Folge der Woche: Foster – Prolog: Die Seele eines Dämons (1)

Das Böse wartet nicht. Es wird ein Loch in unsere Welt stoßen und über uns kommen. Man kann es nicht aufhalten. Die Macht des Dämons ist größer als alles, was wir ihm an Waffen entgegensetzen könnten. Agent Blunt, 22. August 1944

© IMAGA – aus: Foster, Hörspielserie


1944

Während des Zweiten Weltkriegs wird eine alliierte Spezialeinheit nach Österreich geschickt, um einen ihrer Agenten aus den Fängen der Nazis zu befreien. Vor Ort müssen die Soldaten jedoch feststellen, dass ihre Mission umfangreicher ist, als ursprünglich angenommen. Der gesuchte Agent berichtet von unglaublichen Vorgängen in einem Kloster. Seltsame Rituale und der Vorhof zur Hölle warten auf die Alliierten …

Ein gefährlicher Dämon

Als ein Dämon seine Sphäre verlässt, bringt er Unheil über alle Personen im näheren Umkreis. Durch den Angriff sterben einige der Alliierten. Schließlich gelingt es dem Anführer, den Dämon mithilfe eines magischen Schwertes zu bezwingen. Fortan ist dieser in einem Edelstein gefangen.

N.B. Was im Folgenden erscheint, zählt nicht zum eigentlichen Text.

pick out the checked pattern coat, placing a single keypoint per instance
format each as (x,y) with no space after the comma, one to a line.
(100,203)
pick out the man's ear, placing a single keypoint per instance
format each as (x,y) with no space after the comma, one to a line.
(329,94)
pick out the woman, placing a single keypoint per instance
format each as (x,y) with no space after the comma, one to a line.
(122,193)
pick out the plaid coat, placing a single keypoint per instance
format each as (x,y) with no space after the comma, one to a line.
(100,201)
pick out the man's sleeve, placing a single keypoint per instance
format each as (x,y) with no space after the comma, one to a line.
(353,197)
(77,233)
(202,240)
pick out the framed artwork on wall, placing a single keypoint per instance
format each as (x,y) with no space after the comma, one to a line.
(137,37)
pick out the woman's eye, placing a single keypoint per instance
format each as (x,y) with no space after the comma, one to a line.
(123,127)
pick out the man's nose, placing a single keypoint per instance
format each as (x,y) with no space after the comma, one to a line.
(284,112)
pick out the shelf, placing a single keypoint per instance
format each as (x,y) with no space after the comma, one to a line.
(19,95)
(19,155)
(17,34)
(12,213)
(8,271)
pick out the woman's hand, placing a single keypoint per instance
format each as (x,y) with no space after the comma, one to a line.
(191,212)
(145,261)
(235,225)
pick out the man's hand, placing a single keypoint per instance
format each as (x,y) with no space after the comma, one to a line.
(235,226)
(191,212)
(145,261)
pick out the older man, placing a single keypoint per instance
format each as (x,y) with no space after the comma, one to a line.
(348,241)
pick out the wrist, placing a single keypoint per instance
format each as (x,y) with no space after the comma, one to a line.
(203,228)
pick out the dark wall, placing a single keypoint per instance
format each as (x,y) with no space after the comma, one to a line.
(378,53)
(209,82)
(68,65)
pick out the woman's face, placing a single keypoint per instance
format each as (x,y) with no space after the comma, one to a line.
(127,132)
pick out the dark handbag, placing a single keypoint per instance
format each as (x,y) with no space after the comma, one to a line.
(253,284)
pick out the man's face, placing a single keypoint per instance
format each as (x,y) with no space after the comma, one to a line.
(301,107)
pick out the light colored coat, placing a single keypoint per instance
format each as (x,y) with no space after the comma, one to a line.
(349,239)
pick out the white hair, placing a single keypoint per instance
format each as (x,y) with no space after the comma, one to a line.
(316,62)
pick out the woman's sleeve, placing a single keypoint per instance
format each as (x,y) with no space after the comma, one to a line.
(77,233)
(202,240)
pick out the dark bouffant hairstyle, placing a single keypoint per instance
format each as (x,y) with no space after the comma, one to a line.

Ein Fluch, der Zeiten überdauert

Etliche Jahre später – die meisten Mitglieder scheinen den Vorfall inzwischen überwunden zu haben – melden verschiedene Gruppen aus unerfindlichen Gründen Interesse am Edelstein an und versuchen, ihn in ihren Besitz zu nehmen. Nach und nach werden sämtliche Mitglieder der Spezialeinheit von einst ausgelöscht und der Stein wechselt seinen Besitzer – mit unabsehbaren Folgen.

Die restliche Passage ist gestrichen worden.